Le responsable des opérations au Montana, le major Rodrigo Vasquez, un Chilien énergique, demeure extrêmement prudent lorsqu'un proche d'un disparu lui demande jusqu'à quand dureront les tentatives de sauvetage. «Peut-être jusqu'à la semaine prochaine. Je ne sais pas. Ce n'est pas nous qui décidons, c'est la MINUSTAH», annonce-t-il.

Mais vraisemblablement, les opérations de secours prendront fin beaucoup plus tôt. En matinée hier, des ouvriers s'affairaient déjà à installer des marteaux-piqueurs sur d'immenses pelles mécaniques jaunes.
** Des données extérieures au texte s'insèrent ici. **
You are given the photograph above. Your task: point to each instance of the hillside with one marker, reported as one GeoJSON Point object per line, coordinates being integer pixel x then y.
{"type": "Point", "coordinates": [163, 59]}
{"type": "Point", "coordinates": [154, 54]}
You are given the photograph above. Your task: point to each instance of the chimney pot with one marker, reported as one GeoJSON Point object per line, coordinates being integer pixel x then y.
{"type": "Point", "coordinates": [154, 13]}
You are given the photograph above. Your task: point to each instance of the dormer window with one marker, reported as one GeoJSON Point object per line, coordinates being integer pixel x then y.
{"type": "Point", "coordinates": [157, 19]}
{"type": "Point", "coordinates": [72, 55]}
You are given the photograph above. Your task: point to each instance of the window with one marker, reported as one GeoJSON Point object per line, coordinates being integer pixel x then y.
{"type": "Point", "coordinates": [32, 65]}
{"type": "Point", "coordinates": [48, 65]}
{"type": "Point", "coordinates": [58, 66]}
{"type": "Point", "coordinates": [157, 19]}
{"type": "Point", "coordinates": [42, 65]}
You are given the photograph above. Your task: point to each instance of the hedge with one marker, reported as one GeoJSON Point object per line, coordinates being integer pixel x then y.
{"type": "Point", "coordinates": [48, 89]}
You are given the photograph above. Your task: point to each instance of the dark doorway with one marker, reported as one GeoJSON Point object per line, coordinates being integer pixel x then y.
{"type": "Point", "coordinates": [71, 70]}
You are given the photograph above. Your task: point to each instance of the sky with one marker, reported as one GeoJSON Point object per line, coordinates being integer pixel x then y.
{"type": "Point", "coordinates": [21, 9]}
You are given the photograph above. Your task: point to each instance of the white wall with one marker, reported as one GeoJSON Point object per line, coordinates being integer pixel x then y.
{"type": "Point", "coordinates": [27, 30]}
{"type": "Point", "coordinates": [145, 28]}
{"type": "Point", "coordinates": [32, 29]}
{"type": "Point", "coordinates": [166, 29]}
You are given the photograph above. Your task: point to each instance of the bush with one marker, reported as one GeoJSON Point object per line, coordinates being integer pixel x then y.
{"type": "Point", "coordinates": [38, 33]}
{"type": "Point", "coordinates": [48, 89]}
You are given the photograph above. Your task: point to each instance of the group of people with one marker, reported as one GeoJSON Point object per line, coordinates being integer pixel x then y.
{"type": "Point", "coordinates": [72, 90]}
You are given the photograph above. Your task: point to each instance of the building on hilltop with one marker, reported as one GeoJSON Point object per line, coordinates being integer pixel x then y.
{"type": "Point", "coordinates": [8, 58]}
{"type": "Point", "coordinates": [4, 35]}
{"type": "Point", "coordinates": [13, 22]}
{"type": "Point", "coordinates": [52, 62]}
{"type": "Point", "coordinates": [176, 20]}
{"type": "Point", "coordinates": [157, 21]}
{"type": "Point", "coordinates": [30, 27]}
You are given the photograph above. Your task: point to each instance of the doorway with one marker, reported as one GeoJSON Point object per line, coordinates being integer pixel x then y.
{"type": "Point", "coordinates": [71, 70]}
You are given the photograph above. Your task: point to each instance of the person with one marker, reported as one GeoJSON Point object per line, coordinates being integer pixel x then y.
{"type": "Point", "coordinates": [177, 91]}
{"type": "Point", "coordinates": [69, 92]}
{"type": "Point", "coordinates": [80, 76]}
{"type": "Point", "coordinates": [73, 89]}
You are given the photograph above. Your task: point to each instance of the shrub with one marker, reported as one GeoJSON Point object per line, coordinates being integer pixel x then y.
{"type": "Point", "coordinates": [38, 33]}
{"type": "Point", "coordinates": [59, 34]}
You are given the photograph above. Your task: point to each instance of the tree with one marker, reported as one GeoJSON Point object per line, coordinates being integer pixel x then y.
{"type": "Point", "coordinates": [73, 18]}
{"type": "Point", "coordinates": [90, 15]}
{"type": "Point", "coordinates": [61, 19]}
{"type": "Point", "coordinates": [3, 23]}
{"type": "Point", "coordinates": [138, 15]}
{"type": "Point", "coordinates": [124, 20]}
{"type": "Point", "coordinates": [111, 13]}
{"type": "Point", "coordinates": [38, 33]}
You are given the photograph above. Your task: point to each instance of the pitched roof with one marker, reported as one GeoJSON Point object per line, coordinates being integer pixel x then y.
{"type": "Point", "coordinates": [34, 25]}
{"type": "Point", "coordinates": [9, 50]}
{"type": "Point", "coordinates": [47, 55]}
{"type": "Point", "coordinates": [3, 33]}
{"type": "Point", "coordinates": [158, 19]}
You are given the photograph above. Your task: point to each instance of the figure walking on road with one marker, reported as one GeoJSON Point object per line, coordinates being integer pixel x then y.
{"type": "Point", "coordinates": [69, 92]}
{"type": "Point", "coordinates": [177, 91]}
Visiblement, la démolition est imminente, même si personne n'ose prononcer le mot.

La situation enrage Nahad Benabdallah, dont le mari, ingénieur, est au nombre des disparus. Elle tente, de Montréal, d'obtenir la moindre information au sujet des efforts de sauvetage. «J'ai appelé à l'ambassade canadienne et on ne me donne aucun détail. Ce matin, j'ai appelé pour envoyer sa fiche dentaire afin qu'on puisse éventuellement identifier le corps, mais on ne m'a même pas rappelée», dénonce-t-elle à l'autre bout du fil.

Chercher «à l'odeur»

À quelques mètres de l'hôtel, des secouristes mexicains acceptent de nous faire visiter les ruines d'une luxueuse maison de cinq étages qui, par la force de la destruction, ne mesure plus qu'un étage et demi. Pour arriver sur le toit, il faut enjamber les climatiseurs cabossés, s'agripper fermement à une rampe métallique complètement tordue et branlante. En haut, rien n'est au niveau. «Regarde ces fissures, elles se sont produites ce matin même», explique Ruben Valdez, un pompier du Paraguay, en montrant du doigt une immense lézarde qui court tout le long de la terrasse quasi intacte où se sont installés tous les sauveteurs.

Sous un dôme installé sur ce qui reste du toit de la maison, une équipe de sauveteurs mexicains appelée Los Topos, dirigée par Hector Mendez, creuse tant bien que mal un trou dans le béton. Ils ont réussi à percer quatre de cinq dalles, à la recherche d'un père et de sa fille restés coincés en dessous. «On a encore des chances de les trouver, estime le chef de Los Topos. S'ils étaient morts, on sentirait leur odeur. Et là, ça ne sent rien, alors on continue.»